Степан Парфеныч неторопливо нарезает сало, вскрывает банку рыбных консервов. Вытирает острый нож о валенок.
– Ну, Пашка, давай.
Драница садится на верстак. Дверцы печи открыты, и пламя освещает половину вагончика. Блестит водка в бутылке. Копылов наливает Дранице стакан и молча ждет, не торопит. Драница берет стакан, нюхает, морщится. Лицо его выражает гадливость, он даже вздрагивает от отвращения. Потом медленно пьет, зажмурив глаза. Выпив, дышит, раскрыв рот.
Степан Парфеныч берет из его руки стакан, наливает, пьет и ест сало.
– Кто он тебе? Родня?
– Филипп? На седьмом киселе…
Дранице становится жарко от тепла печки и от выпитой водки.
– Ладный ты мужик, – говорит Степан Парфеныч. – Одна беда – дурак. Дурак и баба!
Драница смотрит непонимающе. Ему следовало бы обидеться и уйти, но он уже выпил, и уйти не в силах. Наступает то состояние, которое Драница не променял бы ни на что. Сладко кружится голова, и кажется, что весь мир плывет, медленно покачиваясь, и перед ним уже не Степан Парфеныч, а умный, верный друг, человек широчайшей души, и Драница его понимает и любит. И сам он уже не Драница, не сосланный тунеядец, а артист, без радикулита, без пьянства, без больного желудка. И то, что Степан Парфеныч кидает в печь заготовки для рам, теперь это неважно. Важно другое. Он вспоминает жену, не такую, какой она стала теперь, а такую, какой она была в сорок шестом году. Милая была девчонка. Он читал ей стихи, и глаза ее восторженно блестели из-под челки.
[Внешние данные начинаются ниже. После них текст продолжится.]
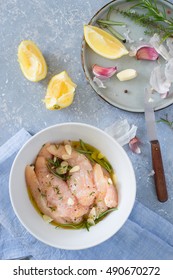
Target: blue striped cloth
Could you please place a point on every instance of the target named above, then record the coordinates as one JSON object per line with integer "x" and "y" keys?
{"x": 145, "y": 235}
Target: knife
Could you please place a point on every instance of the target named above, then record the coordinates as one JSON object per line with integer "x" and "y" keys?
{"x": 159, "y": 175}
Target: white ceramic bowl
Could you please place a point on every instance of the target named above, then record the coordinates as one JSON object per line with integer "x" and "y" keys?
{"x": 64, "y": 238}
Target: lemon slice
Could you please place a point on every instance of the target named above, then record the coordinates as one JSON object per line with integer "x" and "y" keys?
{"x": 103, "y": 43}
{"x": 32, "y": 62}
{"x": 60, "y": 92}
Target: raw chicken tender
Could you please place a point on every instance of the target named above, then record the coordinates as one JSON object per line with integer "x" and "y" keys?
{"x": 81, "y": 181}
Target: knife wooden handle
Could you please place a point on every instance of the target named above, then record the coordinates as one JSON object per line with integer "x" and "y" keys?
{"x": 159, "y": 175}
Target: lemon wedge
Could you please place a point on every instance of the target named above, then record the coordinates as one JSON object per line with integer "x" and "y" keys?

Драница поднимает палец с ушибленным слезающим ногтем и торжественно произносит:
– Эльсинор! – И смотрит на Степана Парфеныча, проникся ли он? – Эльсинор! – Он наслаждается звучанием этого удивительного слова.
– Брось трепаться, – говорит Степан.
Нет, не поймет он ничего. Никакой он не друг. Драницу охватывает тоска и одиночество, а Степан Парфеныч думает в это время: «Дурак!.. ни дать ни взять – дурак. Засыпешься с ним». Он наливает еще.
– Будешь?
Драница знает, что надо отказаться, и не может. Пьет, затем долго кашляет.
– Подохнешь ты здесь, – говорит Степан Парфеныч. – Ты человек южный. Слабак.
– Не слабак, – возражает Драница.
– Из чужих рук смотришь, значит, слабак.
– Из каких это рук?
– Да хотя бы из моих.
Драница обезоружен. Такого он от Степана Парфеныча не ждал. Он берет рукавицы, собирается уйти. Степан Парфеныч окликает его.
– Ну-ка, на дорожку. А то лезешь в пузырь…
Драница колеблется, потом берет стакан. Степан собирает все с верстака.
– Ты иди вперед, а я следом…
41
Буран, прижав уши, мечется по двору. Степан Парфеныч за ним с палкой.
Митя кричит:
– Тятя, не надо!
Степан Парфеныч отталкивает его.
Буран бросается к конуре, но вход в конуру заслонен большим березовым поленом. Под крыльцо тоже не попадешь – все позанесло снегом.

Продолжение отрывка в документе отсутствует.